O relatório da CGU, que embasa um processo de responsabilização contra a CBPA, aponta que a confederação não tem estrutura compatível com o volume de filiações, o que levanta suspeita de fraude. A Polícia Federal já havia identificado o mesmo indício.

Em 2022, a entidade não possuía nenhum associado. Um ano depois, registrou mais de 340 mil filiações e arrecadou R$ 57,8 milhões. No primeiro trimestre de 2024, já eram 445 mil associados e R$ 41,2 milhões arrecadados.

Segundo a CGU, a CBPA teria usado telemarketing para atrair filiados, o que é proibido pelo acordo com o INSS. A entidade chegou a registrar 8,5 mil novos descontos por dia útil, sem possuir qualquer funcionário cadastrado na RAIS.

Outro achado grave é que a CBPA solicitou 40 mil inclusões de descontos em benefícios de pessoas já falecidas. Em um dos casos, a tentativa envolvia uma mulher morta desde 2016 — quatro anos antes da criação da entidade.

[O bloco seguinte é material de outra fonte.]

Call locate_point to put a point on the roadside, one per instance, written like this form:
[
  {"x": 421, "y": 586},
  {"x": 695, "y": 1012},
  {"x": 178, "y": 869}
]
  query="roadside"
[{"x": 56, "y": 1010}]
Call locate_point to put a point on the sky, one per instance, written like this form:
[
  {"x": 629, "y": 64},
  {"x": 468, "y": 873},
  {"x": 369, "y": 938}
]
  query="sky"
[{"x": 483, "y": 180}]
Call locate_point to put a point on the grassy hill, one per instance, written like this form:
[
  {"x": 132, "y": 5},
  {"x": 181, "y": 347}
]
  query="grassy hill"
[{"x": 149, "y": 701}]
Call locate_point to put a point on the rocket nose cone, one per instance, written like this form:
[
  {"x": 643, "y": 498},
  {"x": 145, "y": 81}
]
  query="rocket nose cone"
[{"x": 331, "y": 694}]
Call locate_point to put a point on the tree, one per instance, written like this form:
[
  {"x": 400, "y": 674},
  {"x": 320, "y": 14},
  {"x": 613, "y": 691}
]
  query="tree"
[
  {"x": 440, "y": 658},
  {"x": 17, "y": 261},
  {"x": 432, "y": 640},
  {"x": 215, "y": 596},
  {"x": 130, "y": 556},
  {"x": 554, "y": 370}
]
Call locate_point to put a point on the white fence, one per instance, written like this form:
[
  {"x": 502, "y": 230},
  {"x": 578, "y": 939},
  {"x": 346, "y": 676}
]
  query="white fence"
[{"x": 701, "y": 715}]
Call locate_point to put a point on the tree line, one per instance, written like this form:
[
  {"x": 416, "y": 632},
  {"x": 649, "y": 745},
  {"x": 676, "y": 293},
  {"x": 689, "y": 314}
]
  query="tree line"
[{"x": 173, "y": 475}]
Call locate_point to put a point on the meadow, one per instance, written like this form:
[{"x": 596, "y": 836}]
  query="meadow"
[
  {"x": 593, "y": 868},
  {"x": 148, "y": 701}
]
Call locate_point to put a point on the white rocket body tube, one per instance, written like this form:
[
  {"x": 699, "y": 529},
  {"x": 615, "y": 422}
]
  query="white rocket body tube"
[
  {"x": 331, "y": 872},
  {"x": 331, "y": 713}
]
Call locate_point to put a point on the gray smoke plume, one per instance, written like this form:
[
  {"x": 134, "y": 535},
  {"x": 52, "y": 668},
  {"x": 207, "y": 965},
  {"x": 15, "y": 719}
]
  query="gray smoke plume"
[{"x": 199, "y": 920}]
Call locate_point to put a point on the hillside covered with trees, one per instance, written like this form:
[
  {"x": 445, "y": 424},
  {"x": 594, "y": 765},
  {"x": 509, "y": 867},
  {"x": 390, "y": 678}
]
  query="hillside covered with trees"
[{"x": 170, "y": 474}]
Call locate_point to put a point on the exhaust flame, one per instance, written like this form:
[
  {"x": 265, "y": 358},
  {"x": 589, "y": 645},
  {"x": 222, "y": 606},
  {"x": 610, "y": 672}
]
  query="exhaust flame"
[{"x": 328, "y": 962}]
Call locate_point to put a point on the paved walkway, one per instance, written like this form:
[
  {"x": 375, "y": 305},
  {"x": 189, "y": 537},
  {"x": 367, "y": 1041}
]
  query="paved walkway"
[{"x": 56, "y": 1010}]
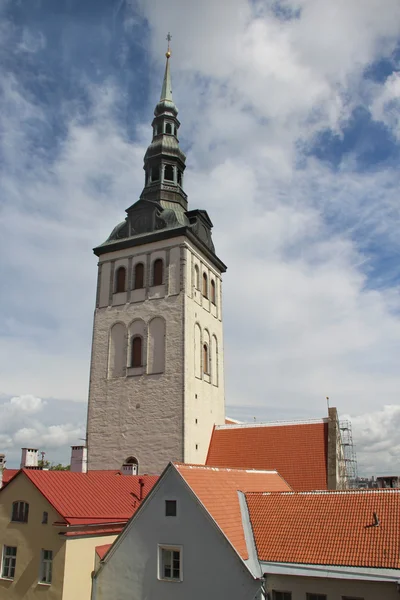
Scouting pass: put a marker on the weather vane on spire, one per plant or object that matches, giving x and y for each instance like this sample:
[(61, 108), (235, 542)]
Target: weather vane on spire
[(168, 38)]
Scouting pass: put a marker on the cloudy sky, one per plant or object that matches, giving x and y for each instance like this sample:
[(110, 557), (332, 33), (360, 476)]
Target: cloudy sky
[(290, 115)]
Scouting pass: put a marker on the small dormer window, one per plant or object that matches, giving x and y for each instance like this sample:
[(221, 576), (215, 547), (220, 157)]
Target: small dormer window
[(20, 512), (169, 173)]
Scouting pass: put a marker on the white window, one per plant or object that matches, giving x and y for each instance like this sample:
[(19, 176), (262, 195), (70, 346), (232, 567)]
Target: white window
[(9, 562), (170, 563), (46, 566)]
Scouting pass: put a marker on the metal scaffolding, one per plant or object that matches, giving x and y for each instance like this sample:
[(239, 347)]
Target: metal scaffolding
[(349, 453)]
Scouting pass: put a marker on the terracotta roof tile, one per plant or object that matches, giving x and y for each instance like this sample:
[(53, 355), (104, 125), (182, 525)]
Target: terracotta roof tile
[(92, 497), (217, 489), (298, 451), (328, 528)]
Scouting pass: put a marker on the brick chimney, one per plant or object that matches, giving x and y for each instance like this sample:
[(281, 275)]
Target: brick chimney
[(79, 459), (29, 458)]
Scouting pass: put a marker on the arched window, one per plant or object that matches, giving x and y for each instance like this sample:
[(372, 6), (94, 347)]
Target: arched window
[(158, 272), (213, 291), (169, 173), (120, 280), (205, 285), (136, 352), (139, 276), (206, 360), (20, 512)]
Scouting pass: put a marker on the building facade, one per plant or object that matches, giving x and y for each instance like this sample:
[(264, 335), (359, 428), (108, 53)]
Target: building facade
[(157, 377)]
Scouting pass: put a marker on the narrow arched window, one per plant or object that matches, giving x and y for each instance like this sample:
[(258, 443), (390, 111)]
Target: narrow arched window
[(205, 285), (158, 272), (213, 291), (169, 173), (136, 352), (139, 276), (20, 512), (206, 360), (120, 280)]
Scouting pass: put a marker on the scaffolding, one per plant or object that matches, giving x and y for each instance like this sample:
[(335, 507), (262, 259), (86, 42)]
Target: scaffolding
[(349, 454)]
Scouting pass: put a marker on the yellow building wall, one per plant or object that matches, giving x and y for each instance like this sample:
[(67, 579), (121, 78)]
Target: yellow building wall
[(30, 538), (79, 564)]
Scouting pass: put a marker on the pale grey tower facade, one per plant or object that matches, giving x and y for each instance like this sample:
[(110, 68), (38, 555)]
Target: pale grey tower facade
[(157, 370)]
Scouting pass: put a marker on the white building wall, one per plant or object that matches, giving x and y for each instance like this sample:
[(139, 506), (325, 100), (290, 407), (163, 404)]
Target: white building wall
[(160, 411), (334, 589), (211, 568)]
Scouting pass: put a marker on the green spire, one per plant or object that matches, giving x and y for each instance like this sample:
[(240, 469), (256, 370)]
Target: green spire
[(166, 92)]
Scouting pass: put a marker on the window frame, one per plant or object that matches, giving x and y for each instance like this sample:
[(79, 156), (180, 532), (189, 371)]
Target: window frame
[(171, 504), (160, 562), (135, 276), (12, 564), (132, 362), (119, 281), (25, 511), (46, 568)]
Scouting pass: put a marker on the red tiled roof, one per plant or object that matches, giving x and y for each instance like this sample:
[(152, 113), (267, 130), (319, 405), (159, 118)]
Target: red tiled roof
[(298, 451), (217, 489), (8, 474), (101, 551), (95, 497), (328, 528)]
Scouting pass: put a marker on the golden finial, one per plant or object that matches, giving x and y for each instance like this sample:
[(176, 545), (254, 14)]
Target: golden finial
[(168, 52)]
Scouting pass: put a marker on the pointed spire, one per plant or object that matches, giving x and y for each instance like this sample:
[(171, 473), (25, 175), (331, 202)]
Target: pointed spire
[(166, 92)]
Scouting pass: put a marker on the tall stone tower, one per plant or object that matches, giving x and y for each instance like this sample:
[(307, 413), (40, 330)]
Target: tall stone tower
[(157, 371)]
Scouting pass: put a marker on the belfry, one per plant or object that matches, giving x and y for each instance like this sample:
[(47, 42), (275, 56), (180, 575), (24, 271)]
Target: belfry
[(157, 370)]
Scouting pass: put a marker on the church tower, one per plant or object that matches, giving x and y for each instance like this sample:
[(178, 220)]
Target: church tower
[(157, 371)]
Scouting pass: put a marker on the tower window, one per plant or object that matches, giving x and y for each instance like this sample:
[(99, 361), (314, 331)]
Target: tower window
[(158, 272), (196, 277), (169, 173), (120, 280), (139, 276), (205, 285), (206, 360), (136, 352), (213, 291)]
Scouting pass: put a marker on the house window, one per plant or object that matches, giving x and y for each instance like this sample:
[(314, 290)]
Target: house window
[(196, 277), (213, 291), (139, 276), (20, 512), (9, 562), (206, 359), (158, 272), (170, 563), (136, 352), (281, 595), (46, 566), (205, 285), (170, 508), (120, 280)]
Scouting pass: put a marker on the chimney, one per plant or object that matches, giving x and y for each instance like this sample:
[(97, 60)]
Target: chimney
[(29, 457), (2, 466), (129, 469), (78, 459)]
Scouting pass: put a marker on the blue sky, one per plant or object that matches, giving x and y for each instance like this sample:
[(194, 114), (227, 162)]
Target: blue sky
[(290, 117)]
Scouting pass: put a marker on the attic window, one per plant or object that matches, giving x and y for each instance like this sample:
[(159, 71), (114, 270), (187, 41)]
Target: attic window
[(170, 508)]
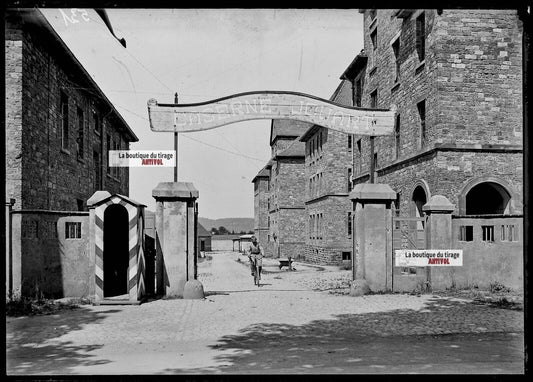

A confederação é investigada pela operação Sem Desconto, da Polícia Federal, que apura fraudes nos descontos previdenciários. A CBPA também aparece como uma das entidades que pagaram o lobista Antonio Carlos Camilo Antunes, o “Careca do INSS”.

Presidida por Abraão Lincoln, ex-deputado e ex-presidente do Republicanos no RN, a CBPA teve bens bloqueados pela AGU e está com sigilos fiscal e bancário quebrados. Lincoln presta depoimento à CPMI do INSS nesta segunda-feira (3).